L’addiction des adolescents et des jeunes aux solvants organiques – colle, aérosols, éther ou acétone, produits en vente publique à des prix accessibles –, est un phénomène global. La Tunisie y est aussi confrontée, à l’instar des autres pays maghrébins. Si on en parle aujourd’hui de plus en plus ouvertement, c’est pour mieux en identifier les causes et en prévenir les conséquences.


 


Des séquences vidéo circulant sur le net montrent des adolescents tunisiens inhalant de la colle. Les images, visiblement filmées par téléphone portable, ne sont pas très nettes. Elles ne sont ni datées ni localisées. Elles auraient pu être enregistrées dans n’importe quelle ville du Maghreb, où le phénomène est assez répandu et souvent d’ailleurs déploré par les médias. Cependant, l’accent des adolescents et l’architecture des bâtiments en arrière-plan ne laissent aucun doute: la scène se déroule bel et bien en Tunisie.

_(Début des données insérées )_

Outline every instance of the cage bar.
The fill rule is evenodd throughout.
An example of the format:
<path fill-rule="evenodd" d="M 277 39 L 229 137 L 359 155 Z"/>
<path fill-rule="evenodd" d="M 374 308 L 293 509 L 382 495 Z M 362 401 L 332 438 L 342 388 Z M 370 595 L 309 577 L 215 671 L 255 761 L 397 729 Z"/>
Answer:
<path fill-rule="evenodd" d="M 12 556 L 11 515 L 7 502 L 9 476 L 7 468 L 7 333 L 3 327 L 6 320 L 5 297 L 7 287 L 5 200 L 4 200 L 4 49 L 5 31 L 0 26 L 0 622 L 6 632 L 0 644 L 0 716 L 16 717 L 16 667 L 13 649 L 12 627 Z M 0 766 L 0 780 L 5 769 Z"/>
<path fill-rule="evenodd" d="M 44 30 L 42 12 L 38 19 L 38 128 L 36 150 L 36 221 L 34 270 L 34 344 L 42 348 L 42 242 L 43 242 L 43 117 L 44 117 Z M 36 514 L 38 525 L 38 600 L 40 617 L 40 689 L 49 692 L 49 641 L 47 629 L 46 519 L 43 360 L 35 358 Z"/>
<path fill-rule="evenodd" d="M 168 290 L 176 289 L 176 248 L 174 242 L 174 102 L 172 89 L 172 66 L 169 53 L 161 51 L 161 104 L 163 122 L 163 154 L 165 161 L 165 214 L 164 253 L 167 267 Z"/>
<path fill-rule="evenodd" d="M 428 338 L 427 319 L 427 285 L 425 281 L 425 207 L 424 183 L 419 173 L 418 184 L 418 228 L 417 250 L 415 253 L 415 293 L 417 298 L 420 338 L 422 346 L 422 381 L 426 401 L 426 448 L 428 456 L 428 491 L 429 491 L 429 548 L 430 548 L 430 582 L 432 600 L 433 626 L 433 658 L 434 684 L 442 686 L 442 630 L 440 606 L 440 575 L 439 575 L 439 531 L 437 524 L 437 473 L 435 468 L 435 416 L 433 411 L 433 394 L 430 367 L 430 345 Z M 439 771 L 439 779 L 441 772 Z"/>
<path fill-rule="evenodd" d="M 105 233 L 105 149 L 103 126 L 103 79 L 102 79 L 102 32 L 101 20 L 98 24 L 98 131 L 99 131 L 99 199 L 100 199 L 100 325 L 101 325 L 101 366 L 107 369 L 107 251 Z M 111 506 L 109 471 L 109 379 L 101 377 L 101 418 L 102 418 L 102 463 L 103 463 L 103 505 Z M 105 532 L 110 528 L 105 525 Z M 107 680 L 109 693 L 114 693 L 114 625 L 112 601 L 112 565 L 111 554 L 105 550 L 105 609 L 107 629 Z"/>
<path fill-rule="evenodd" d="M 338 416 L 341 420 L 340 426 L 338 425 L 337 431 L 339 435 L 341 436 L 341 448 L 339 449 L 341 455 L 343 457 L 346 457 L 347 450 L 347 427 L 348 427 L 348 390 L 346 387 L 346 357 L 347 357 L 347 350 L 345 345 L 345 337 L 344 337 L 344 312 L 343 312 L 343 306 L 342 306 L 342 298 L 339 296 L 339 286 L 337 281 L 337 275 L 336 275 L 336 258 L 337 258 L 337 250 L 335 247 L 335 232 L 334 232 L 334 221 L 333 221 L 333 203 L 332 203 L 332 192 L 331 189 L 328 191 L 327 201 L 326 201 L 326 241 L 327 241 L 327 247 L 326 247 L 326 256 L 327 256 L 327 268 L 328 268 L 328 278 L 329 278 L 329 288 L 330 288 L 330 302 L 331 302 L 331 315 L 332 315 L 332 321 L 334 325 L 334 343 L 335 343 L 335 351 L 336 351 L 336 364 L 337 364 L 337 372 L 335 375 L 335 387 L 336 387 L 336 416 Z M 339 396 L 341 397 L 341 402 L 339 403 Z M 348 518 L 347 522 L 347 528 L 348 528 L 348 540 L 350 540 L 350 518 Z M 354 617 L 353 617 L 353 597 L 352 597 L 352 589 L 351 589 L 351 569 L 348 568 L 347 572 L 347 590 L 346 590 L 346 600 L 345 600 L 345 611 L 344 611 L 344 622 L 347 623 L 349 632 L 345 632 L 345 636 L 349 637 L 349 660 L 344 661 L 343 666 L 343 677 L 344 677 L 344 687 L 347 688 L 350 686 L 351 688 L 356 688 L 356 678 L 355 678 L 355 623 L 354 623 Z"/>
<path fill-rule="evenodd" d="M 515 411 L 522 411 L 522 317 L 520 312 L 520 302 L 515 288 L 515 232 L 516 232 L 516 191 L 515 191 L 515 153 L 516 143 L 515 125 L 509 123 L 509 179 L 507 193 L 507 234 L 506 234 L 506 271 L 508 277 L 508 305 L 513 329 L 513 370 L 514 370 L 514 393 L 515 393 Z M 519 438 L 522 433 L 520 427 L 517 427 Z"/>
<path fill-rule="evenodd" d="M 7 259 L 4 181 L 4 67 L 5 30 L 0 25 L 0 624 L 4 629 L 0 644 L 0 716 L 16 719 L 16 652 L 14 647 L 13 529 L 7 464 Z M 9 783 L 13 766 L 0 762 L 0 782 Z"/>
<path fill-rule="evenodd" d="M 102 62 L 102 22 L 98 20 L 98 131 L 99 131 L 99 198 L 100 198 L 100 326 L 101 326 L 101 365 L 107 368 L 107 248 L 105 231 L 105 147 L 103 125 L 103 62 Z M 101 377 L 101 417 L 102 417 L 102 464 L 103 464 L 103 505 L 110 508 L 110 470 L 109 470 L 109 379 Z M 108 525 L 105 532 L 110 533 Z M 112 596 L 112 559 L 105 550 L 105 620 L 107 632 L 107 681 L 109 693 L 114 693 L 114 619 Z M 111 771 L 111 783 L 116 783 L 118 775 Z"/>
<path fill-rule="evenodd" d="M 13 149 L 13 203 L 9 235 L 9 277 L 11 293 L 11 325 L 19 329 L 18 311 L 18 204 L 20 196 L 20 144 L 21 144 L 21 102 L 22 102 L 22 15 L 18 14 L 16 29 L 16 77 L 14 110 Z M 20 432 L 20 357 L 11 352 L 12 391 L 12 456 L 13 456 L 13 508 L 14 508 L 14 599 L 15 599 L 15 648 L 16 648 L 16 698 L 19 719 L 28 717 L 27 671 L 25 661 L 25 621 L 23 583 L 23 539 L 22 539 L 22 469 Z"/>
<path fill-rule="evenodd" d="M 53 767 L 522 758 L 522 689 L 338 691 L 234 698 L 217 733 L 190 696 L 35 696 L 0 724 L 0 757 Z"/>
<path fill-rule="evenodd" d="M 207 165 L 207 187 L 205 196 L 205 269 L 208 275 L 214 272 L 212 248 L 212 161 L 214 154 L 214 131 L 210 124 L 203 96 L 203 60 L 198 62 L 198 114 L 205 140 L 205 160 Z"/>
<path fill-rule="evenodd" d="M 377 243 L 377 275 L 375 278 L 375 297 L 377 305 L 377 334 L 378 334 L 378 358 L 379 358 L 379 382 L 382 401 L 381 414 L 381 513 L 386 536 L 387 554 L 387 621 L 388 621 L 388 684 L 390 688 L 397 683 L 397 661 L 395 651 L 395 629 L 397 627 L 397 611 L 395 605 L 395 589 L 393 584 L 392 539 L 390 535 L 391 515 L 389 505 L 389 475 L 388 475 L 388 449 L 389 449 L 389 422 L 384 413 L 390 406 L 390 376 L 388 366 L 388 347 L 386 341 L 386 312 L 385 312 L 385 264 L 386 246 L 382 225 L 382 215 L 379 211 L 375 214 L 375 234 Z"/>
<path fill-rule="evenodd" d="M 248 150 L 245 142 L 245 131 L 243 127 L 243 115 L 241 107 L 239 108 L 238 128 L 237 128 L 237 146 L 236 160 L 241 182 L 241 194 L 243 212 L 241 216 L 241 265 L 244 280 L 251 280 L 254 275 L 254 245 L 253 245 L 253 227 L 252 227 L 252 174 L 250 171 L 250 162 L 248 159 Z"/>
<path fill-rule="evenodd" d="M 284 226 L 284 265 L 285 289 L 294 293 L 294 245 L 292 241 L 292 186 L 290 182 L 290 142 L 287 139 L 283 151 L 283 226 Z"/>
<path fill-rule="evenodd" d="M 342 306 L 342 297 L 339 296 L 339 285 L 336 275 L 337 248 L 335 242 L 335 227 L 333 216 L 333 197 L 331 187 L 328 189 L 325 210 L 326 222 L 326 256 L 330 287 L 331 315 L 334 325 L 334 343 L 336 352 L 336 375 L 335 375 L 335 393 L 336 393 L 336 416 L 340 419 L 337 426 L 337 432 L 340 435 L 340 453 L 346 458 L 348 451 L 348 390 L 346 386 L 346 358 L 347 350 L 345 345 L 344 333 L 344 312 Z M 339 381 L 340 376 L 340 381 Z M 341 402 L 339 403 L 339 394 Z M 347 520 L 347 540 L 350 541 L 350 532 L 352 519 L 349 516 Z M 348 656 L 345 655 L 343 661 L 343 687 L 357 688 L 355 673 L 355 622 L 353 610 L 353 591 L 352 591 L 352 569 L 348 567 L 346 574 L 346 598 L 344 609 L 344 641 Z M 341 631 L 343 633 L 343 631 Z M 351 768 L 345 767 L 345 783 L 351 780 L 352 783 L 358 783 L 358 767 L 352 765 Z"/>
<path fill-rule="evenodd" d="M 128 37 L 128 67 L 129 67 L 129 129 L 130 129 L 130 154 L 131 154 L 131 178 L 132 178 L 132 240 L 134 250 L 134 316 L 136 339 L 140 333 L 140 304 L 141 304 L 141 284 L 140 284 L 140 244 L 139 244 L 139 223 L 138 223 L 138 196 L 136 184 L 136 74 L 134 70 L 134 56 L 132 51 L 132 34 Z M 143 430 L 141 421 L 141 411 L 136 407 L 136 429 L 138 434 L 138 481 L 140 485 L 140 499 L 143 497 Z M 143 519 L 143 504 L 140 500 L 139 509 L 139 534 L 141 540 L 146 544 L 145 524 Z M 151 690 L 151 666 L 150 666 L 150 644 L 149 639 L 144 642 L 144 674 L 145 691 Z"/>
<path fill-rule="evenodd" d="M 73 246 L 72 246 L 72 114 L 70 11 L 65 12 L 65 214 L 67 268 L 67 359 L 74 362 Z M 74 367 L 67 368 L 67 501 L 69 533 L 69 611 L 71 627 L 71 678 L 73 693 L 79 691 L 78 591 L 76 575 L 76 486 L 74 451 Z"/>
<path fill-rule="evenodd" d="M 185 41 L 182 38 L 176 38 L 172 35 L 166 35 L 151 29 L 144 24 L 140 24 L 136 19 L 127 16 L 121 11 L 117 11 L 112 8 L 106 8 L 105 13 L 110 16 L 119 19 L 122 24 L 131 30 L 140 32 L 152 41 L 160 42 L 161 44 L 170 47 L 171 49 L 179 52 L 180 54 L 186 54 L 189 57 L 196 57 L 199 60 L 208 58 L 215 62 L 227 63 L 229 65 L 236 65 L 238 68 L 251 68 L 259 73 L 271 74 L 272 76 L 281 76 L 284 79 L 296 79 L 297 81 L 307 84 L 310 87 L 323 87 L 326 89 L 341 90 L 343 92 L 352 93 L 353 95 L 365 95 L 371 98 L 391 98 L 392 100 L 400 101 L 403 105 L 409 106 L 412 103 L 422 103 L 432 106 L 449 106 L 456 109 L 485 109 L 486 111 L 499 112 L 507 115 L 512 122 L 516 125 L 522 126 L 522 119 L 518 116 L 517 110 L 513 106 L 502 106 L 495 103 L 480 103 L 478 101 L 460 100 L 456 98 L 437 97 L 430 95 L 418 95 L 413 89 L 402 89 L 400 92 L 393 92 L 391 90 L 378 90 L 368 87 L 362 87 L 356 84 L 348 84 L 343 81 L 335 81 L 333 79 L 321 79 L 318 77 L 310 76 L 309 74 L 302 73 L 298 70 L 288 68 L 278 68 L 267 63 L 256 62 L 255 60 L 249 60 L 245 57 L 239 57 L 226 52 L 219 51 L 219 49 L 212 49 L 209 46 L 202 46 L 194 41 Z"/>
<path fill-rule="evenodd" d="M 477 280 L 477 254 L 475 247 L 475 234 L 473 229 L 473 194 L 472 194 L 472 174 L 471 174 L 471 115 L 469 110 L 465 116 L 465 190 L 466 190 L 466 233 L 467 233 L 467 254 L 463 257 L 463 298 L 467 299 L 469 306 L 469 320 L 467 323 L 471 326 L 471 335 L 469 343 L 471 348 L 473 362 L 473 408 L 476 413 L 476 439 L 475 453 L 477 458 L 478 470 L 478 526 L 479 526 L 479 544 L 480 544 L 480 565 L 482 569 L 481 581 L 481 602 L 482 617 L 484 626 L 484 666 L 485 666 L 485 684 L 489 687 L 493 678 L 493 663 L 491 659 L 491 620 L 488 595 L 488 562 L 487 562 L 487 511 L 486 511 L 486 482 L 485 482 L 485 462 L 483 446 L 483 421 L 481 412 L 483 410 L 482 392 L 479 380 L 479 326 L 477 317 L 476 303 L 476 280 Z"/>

Impact catastrophique sur la santé des jeunes

On pourrait, bien sûr, s’interroger sur les motivations (malsaines) des personnes qui ont filmé ces images aussi crues que cruelles et les ont balancées sur le web, sans aucun respect pour les adolescents qu’ils ont montrés dans des postures dégradantes ni pour les internautes qu’ils ont visiblement cherché à choquer.
Mais, cela dit, on doit aussi admettre que l’addiction des adolescents aux solvants organiques, que ce soit en Tunisie, dans le Maghreb ou ailleurs, est un phénomène assez grave en soi pour que l’on évite d’en parler. Loin d’éluder ce phénomène ou de chercher à en minimise la portée, les autorités sanitaires tunisiennes essayent de l’étudier et de lui apporter les remèdes requis.
Ainsi, le 2 juillet 2009, des médecins et des universitaires, spécialistes en sciences humaines, sociales et juridiques, se sont réuni en séminaire, à Sfax, pour débattre de «la prévention de la dépendance aux solvants organiques chez l’enfant et l’adolescent».
Au cours de ce séminaire, organisé par la très dynamique Association tunisienne de la prévention de la toxicomanie (Atpt), le Dr Radhouane Chakroun, pharmacien toxicologue de l’Institut de la santé et de la sécurité au travail, a présenté les résultats d’une enquête qu’il a réalisée auprès d’un échantillon de 44 jeunes âgés de 11 à 23 ans, tous soupçonnés de pratiquer l’inhalation de colle.
Selon le médecin, l’impact de cette pratique sur la santé des jeunes est catastrophique. Et pour cause : les produits inhalés contiennent des composés pouvant causer la dépression du système nerveux central et un dysfonctionnement cardiaque.
Autre conclusion préoccupante: le nombre des candidats à l’inhalation ne cesse d’augmenter parmi les adolescents et les jeunes. Ce qui a fait dire au Pr M. L. Masmoudi, du Service de médecine du travail de l’hôpital Hédi Chaker de Sfax, que l’inhalation de produits solvants est en passe de devenir en Tunisie «un problème de santé publique».

Que faire ?
Ce problème existe aussi dans l’Algérie voisine, où une étude réalisée au cours l’année scolaire 2007-2008, auprès d’un échantillon de 33.600 élèves, par des spécialistes en psychologie pédagogique de l’Université d’Es-Sénia, à Oran, montre que «25% [de ces élèves] consomment du haschisch, 25% prennent des psychotropes et 50% sniffent de la colle» (‘‘La Voix de l’Oranie’’, 10 décembre 2008).
Quelles sont les réponses à apporter pour endiguer ce phénomène en Tunisie?
Les centres de désintoxication, comme celui d’El Amel, à Djebel El Oust, doivent être mieux outillés pour apporter les soins appropriés aux enfants accros à la colle ou à tout autre solvant.
Les parents et les éducateurs ont aussi un rôle important à jouer, en matière de prévention de ce genre de pratique parmi les plus jeunes, mais aussi d’accompagnement, social et éducatif, de ceux qui y succombent. Car les études montrent une corrélation entre l’addiction des adolescents aux solvants et leur milieu socio-familial, surtout dans les quartiers urbains défavorisés et dans les régions éloignées, où règnent le chômage, la pauvreté et la dysfonction familiale.